The trucks on the opposite bank still didn’t move.
It was disturbing. They took twenty more paces, still at the same speed. Milena’s hand in Bart’s was soft and sure. He turned his head to look at his companion. Everything about her was youthful and luminous.
No,
he told himself again,
they can’t fire at her without condemning themselves.
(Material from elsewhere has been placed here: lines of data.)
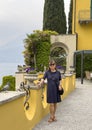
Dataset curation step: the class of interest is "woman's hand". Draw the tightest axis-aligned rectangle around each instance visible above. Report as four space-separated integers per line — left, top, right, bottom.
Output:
38 79 44 87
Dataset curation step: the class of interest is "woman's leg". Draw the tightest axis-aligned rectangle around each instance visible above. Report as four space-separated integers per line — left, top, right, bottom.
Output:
53 103 57 121
48 103 55 122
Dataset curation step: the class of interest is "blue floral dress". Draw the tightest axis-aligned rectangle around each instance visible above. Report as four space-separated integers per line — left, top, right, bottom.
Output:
43 70 61 103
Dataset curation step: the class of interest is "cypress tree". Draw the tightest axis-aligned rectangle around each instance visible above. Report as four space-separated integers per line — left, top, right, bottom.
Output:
43 0 66 34
68 0 73 34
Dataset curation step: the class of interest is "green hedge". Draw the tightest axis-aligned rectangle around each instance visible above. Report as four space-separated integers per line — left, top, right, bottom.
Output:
0 75 15 91
36 42 51 71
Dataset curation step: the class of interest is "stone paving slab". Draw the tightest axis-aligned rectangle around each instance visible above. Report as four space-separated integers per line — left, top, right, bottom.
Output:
33 79 92 130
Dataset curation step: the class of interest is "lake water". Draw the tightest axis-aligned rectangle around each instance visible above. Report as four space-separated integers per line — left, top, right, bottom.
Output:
0 63 23 85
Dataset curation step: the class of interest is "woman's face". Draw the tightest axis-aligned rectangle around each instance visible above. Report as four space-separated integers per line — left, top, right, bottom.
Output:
49 63 56 70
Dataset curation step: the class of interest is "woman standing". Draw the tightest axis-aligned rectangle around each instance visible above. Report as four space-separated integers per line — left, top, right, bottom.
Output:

And suddenly he knew they had arrived at the precise point where they would not be allowed to go any farther. Something had to happen now. He felt Milena’s hand trembling in his. Had the same idea come to her too? They did not stop. Every step farther they took represented a victory, yet every step going was a terrible threat.

It was then that they heard the engine of the first truck on the bank starting. It maneuvered out of its parking slot and drove slowly away down the avenue. A second followed it, then another, and yet another. Soon the entire convoy was on its way south toward the army barracks. At first there was an incredulous silence. Then shouting broke out among the horse-men.

“They’re leaving! They’re clearing off!”

It was the signal for a great roar of voices that rose to the hills and echoed back from them. Bart and Milena, feeling they were waking from a dream, realized that they had crossed the entire bridge. The last trucks, the ones barring the exit from it, were starting up in their turn and driving away. They saw the frightened faces of the truck drivers quite close. Some of them couldn’t be much older than themselves. They hardly had time to step aside: a
human wave was already sweeping toward them, and nothing could contain it. A similar torrent of men and women shouting for joy poured over the two neighboring bridges. The city lay ahead.

In a few minutes, the banks had been invaded, and the great peaceful army led by the horse-men flowed into the icy avenues of the capital. Windows were opened as they passed; people shouted acclamations. Shouts of hatred for the Phalange could be heard too, as if no one had ever wanted anything but to see it fall. Then the liberated citizens came out into the road to join the crowd, and the immense procession made for Phalange headquarters in the New Town.

“The arena!” cried Bart. “We must go to the arena!”